Thursday, 19 August 2010

Driven grouse shooting returns to Glen Tanar estate after a successful programme of diversionary hen harrier feeding.

Driven grouse shooting last week, on the Twelfth, returned to the Glen Tanar estate in Royal Deeside for the first time in more than a decade, following the introduction of diversionary feeding to prevent hen harriers from predating grouse populations.

Driven grouse shooting stopped at Glen Tanar in the 1990s as the population dropped below a sustainable level — partly due to the hen harriers on the estate.

Golden eagles also breed regularly on the estate.

Along with normal moor management of heather burning and pest control, breeding hen harriers were given supplementary food this year.

Feeding started when there were three eggs in the hen harrier’s nest and continued until after the chicks had fledged.

The food included white rats and chopped-up poultry.

Three chicks have subsequently fledged.

One female and one male were fitted with satellite transmitters, which record their position every 30 minutes.

Michael Bruce, the owner of Glen Tanar estate, last week said: “Estates where shooting forms an important part of the economy have to find innovative ways of reducing conflict between raptors and red grouse. Supplementary feeding may be one way of doing this.”

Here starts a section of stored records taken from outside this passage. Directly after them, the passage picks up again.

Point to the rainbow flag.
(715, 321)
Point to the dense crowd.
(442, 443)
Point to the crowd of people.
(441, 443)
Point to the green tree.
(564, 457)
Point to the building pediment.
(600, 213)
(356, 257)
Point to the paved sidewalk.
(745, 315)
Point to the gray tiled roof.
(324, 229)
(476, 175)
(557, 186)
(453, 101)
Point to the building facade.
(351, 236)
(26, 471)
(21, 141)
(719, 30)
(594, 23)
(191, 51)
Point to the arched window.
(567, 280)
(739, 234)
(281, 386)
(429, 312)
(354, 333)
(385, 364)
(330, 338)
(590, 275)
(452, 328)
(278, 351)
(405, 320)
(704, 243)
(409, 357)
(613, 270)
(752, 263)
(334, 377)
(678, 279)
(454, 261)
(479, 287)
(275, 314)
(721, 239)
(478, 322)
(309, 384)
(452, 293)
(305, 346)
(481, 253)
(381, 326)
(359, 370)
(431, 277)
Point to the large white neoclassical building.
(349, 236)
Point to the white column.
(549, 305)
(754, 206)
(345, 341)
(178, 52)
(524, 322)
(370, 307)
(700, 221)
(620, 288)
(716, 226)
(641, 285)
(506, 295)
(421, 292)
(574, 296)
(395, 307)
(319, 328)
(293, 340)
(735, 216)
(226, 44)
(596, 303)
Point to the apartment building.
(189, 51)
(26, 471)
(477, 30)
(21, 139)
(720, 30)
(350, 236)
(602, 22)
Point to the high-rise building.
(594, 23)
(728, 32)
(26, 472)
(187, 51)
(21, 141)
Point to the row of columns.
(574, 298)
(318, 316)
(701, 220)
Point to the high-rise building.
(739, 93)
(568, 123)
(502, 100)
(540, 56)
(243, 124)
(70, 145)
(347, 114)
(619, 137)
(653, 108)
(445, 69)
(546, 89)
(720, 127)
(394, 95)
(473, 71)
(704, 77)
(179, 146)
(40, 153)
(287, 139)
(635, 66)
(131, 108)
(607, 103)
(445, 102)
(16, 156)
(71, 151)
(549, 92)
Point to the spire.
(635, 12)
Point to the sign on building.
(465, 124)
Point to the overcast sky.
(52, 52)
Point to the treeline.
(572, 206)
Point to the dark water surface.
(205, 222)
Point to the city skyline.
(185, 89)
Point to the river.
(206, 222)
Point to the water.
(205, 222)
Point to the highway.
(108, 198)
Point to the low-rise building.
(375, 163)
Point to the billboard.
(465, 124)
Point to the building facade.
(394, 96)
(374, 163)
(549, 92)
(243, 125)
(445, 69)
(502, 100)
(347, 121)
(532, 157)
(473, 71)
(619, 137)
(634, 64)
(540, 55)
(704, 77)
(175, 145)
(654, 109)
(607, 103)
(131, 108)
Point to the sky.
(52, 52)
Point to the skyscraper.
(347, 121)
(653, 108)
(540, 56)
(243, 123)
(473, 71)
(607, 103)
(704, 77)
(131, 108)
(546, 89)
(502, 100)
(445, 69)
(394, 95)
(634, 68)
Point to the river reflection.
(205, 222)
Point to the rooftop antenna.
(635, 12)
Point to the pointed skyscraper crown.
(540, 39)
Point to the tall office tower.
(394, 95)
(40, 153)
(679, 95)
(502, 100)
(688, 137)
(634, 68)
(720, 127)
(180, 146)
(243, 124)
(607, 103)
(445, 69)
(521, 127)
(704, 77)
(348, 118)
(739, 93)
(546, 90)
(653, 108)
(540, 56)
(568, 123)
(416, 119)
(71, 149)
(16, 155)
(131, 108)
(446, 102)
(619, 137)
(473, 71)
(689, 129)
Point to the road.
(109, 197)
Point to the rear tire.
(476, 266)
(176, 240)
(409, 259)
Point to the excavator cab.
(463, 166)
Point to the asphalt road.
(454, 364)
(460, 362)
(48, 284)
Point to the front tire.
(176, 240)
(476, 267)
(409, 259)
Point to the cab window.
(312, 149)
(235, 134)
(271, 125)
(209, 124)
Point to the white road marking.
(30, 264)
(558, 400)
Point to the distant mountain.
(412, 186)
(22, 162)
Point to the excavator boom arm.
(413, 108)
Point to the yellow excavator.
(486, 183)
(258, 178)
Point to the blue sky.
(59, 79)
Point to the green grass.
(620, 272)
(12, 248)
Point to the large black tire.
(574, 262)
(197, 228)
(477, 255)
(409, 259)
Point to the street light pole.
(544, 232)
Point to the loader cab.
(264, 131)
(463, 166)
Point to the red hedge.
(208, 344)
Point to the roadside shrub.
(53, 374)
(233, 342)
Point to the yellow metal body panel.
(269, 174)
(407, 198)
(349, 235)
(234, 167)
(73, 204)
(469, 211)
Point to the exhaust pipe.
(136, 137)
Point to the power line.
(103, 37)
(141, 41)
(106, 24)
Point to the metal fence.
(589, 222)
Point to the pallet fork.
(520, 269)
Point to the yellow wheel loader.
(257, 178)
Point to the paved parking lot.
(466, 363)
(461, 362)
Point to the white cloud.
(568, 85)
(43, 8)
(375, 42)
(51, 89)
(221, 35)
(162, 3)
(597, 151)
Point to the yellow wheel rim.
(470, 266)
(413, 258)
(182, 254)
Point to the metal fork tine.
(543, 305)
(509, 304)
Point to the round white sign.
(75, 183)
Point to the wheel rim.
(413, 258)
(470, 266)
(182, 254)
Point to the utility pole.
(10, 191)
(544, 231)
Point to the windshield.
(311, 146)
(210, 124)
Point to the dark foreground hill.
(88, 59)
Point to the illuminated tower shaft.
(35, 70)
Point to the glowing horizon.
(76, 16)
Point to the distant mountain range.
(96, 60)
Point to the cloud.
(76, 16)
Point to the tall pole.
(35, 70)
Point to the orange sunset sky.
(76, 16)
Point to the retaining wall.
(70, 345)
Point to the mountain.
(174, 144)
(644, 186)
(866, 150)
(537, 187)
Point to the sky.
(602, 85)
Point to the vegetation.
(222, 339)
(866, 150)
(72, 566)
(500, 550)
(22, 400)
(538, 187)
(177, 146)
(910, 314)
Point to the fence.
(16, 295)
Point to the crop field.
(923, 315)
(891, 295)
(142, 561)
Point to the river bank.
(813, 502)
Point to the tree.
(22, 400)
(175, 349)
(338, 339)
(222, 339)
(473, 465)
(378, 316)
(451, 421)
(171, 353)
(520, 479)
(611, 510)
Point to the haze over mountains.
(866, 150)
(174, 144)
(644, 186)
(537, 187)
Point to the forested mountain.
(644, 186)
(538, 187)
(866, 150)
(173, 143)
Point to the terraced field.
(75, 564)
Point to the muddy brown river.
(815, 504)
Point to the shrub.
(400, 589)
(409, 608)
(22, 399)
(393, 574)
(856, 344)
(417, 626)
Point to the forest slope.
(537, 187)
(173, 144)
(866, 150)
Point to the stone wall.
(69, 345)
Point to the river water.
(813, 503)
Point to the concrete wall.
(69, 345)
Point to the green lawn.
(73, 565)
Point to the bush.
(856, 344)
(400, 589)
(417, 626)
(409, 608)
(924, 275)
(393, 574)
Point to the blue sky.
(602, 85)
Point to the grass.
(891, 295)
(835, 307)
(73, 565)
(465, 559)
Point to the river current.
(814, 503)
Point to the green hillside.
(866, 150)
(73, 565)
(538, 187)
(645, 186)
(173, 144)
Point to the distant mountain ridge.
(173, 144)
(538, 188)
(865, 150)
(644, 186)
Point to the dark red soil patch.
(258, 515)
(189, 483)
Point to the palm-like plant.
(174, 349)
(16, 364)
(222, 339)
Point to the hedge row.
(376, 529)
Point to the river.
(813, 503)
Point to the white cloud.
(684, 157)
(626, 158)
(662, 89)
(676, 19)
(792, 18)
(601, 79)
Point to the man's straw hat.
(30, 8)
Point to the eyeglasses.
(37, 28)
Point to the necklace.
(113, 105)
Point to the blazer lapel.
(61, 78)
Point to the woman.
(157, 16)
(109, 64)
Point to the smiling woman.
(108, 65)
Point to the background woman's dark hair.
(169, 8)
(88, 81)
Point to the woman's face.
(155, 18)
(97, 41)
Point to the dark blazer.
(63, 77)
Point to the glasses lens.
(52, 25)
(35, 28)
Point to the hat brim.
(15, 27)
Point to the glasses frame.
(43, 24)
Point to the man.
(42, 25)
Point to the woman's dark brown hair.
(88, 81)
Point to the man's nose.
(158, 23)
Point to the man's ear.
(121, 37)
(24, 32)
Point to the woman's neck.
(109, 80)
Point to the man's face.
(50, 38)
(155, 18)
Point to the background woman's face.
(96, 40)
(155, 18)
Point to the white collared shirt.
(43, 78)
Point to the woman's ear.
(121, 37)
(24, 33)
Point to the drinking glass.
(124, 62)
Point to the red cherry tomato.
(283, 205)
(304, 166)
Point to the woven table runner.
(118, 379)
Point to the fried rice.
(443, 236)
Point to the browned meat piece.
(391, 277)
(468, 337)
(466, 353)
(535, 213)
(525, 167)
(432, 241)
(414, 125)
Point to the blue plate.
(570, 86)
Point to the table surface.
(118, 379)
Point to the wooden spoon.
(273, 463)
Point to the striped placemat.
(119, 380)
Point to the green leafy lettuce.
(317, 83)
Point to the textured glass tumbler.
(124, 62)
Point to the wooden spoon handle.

He added that at Glen Tanar concerns over boosting the hen harrier population were mitigated by the presence of golden eagles: “Some estates fear that feeding hen harriers will simply increase the harrier population and increase predation on grouse, and there is a risk this may be true. However, feeding hen harriers has never been tried before in the presence of golden eagles, which themselves predate harriers. The hope in Glen Tanar is that eagles, harriers and grouse will all find a level that allows commercial shooting of driven grouse to take place.”

Golden eagles on the estate this year produced two of the heaviest chicks ever recorded.

The eagles had been fed over the winter with thin, un-saleable deer carcasses.

This food was given partly to attract the birds to a regular winter-feeding site where it is hoped to provide a photographic hide.

However, the estate managers believe winter-feeding should also reduce predation on grouse.